Failure-mode reasoning: Can you identify what breaks when traffic doubles, a worker crashes mid-job, or a third-party API returns a 200 with a partial failure in the body?
Idempotency intuition: Do you know when duplicate writes or duplicate charges can happen — and how to prevent them?
Data integrity across integrations: Have you dealt with sync jobs that silently dropped data?

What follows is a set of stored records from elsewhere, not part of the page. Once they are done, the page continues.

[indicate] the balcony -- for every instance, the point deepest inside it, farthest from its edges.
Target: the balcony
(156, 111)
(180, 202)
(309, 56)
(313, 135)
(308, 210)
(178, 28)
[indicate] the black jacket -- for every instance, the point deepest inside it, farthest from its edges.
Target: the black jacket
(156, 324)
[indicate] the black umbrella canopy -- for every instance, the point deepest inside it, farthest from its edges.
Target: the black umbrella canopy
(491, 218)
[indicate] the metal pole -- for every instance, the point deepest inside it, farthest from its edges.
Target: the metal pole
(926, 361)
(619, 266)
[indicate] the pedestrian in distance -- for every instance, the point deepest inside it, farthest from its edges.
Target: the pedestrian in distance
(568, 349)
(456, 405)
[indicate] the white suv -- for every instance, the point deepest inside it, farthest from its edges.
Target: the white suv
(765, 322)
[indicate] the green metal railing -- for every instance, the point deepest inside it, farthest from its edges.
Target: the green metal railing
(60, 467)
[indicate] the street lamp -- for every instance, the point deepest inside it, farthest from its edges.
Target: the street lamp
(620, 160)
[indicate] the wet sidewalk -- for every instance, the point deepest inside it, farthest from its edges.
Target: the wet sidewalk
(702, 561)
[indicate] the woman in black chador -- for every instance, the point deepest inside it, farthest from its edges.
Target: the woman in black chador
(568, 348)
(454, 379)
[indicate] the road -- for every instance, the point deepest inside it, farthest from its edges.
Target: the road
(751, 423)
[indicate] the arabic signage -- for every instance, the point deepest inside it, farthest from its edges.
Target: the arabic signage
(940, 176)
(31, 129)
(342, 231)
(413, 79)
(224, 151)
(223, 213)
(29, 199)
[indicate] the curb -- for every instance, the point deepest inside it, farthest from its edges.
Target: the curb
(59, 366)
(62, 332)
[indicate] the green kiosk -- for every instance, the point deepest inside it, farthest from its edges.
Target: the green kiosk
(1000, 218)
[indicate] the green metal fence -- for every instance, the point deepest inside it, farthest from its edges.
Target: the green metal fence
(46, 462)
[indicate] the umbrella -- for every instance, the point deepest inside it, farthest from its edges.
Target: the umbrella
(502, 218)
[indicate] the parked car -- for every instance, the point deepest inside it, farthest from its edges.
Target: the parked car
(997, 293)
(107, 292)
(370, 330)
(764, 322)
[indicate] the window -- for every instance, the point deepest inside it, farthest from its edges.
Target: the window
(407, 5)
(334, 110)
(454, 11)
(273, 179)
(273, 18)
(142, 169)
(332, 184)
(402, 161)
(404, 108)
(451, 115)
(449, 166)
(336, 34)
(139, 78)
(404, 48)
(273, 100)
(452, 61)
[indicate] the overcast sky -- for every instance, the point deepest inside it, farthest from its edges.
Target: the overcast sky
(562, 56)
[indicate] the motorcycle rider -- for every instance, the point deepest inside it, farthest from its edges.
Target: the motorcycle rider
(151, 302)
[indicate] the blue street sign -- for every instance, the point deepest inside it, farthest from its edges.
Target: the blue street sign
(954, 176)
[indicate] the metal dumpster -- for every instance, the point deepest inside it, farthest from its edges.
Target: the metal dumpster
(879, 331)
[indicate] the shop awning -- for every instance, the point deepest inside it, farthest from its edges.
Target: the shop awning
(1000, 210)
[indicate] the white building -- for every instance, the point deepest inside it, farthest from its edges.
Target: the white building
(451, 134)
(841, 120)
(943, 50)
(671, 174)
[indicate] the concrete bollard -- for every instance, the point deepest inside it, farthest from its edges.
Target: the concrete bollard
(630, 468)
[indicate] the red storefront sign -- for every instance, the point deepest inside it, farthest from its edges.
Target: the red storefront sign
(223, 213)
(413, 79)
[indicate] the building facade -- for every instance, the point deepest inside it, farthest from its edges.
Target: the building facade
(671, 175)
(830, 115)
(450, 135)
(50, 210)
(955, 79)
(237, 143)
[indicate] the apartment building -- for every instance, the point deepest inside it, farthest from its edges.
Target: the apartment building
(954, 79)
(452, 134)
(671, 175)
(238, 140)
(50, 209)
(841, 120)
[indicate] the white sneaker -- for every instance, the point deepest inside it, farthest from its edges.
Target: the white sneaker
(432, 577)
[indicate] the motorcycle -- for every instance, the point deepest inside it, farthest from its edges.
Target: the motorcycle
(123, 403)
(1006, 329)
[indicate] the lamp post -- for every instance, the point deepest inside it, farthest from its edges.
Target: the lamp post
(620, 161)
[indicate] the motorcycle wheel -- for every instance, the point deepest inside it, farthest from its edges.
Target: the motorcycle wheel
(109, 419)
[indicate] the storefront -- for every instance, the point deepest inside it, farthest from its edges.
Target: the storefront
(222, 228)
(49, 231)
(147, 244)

Do you know how to build reconciliation and alerting around unreliable external systems?
Indexing depth: Can you reason about composite index column ordering and use query execution plans to diagnose slow queries?
Async system instincts: Do you understand the failure modes of background workers and queues — not just how to set them up?
Almabase builds technology that helps universities and schools strengthen relationships with their alumni to enhance engagement and increase donations. Our solutions are designed for educational institutions seeking to provide exceptional experiences and drive funding through meaningful connections. We leverage AI and prioritize human-centered design to create impactful tools for growth and collaboration.